28. A method for treating a disease caused in whole or in part by a deficiency in a-L-iduronidase, comprising the step of administering a recombinant a-L-iduronidase.

29. A method for treating a disease caused in whole or in part in a human being by a deficiency in a-L-iduronidase, comprising the step of administering a recombinant human a-L-iduronidase.

30. The method of the. Claim 28, wherein the disease is mucopolysaccharidosis.

31. The method of claim 28, wherein the disease is MPS I.

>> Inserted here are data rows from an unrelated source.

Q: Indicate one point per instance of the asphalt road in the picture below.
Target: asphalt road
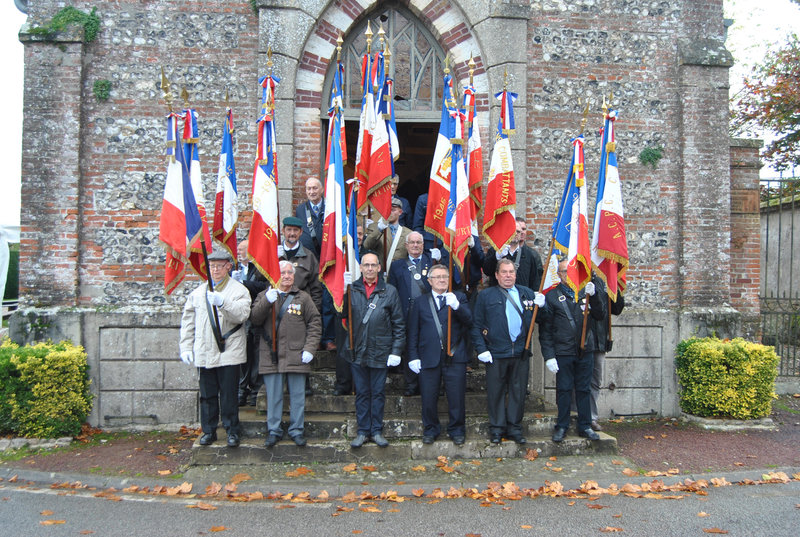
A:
(766, 509)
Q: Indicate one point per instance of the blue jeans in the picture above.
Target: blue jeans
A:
(369, 384)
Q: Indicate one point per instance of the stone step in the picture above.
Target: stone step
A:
(396, 405)
(252, 450)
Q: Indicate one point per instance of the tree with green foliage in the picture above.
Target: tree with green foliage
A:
(770, 100)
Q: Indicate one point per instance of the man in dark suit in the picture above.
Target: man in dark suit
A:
(427, 352)
(410, 278)
(527, 260)
(501, 319)
(312, 213)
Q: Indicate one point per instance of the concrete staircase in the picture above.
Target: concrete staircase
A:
(330, 424)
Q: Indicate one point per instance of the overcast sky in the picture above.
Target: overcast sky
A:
(757, 23)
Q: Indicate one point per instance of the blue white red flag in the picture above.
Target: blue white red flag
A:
(190, 138)
(332, 256)
(180, 224)
(609, 243)
(262, 247)
(379, 188)
(441, 169)
(499, 223)
(579, 267)
(226, 214)
(474, 157)
(459, 213)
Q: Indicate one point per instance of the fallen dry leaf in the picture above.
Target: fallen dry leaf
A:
(202, 506)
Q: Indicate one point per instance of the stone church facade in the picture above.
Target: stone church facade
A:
(93, 171)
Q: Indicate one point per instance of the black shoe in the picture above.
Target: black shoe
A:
(358, 441)
(519, 439)
(208, 439)
(589, 433)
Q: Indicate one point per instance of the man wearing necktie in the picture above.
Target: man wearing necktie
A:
(501, 319)
(427, 353)
(410, 277)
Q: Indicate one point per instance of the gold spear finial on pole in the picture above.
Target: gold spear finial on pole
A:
(166, 90)
(471, 68)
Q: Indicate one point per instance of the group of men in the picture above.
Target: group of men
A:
(405, 310)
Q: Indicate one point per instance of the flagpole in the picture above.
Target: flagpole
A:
(586, 308)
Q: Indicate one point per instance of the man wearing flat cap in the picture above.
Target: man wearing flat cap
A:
(217, 350)
(395, 236)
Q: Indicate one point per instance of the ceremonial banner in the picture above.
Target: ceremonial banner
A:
(366, 124)
(331, 259)
(180, 224)
(226, 214)
(459, 212)
(190, 138)
(499, 224)
(609, 243)
(474, 159)
(381, 165)
(441, 168)
(579, 269)
(262, 248)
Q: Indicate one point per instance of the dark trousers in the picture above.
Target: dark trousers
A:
(369, 383)
(218, 398)
(455, 384)
(328, 317)
(249, 379)
(506, 375)
(574, 373)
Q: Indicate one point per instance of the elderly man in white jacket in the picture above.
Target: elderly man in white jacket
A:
(219, 370)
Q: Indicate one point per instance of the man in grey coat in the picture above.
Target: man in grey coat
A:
(218, 368)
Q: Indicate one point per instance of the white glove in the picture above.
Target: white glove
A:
(272, 295)
(590, 289)
(215, 298)
(451, 300)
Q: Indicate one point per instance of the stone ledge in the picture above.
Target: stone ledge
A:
(720, 424)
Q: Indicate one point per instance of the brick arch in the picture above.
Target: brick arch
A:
(444, 19)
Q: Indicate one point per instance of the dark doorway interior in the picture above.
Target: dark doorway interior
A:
(417, 142)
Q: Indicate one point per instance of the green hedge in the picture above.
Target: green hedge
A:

32. The method of claim 28, wherein the disease is selected from the group consisting of Hurler's disease, Scheie's syndrome, and Hurler-Scheie syndrome.

The method of claim 28, wherein a patient suffering from the disease demonstrates approximately 1 percent or less of a normal a-L-iduronidase activity.

34. The method of claim 28, wherein at least about 25,000 units or 0.1 milligrams / kilogram of a recombinant a-L-iduronidase are administered weekly to a patient suffering from a deficiency thereof.

35. The method of claim 28, wherein at least about 125,000 units or 0.5 milligrams / kilogram of a recombinant a-L-iduronidase are administered weekly to a patient suffering from a deficiency thereof.

36. A pharmaceutical composition comprising the recombinant a-L-iduronidase and a pharmaceutically acceptable carrier.

37. The pharmaceutical composition of claim 36, characterized in that it further comprises a solution of sodium chloride, a pH regulator and a human albumin.

38. The pharmaceutical composition of claim 36, wherein the recombinant a-L-iduronidase is present at a concentration of about 0.05 0.20 milligrams / milliliter or about 12,500 about 50,000 units per milliliter.

39. The pharmaceutical composition of claim 36, wherein the human albumin is present at a concentration of at least about milligram / milliliter.

40. The pharmaceutical composition of claim 36, wherein the pH regulator is a pH regulator of sodium phosphate at a concentration of about 10-50 mM.

41. The pharmaceutical composition of claim 36, wherein the pH of the composition is maintained at about 5.8.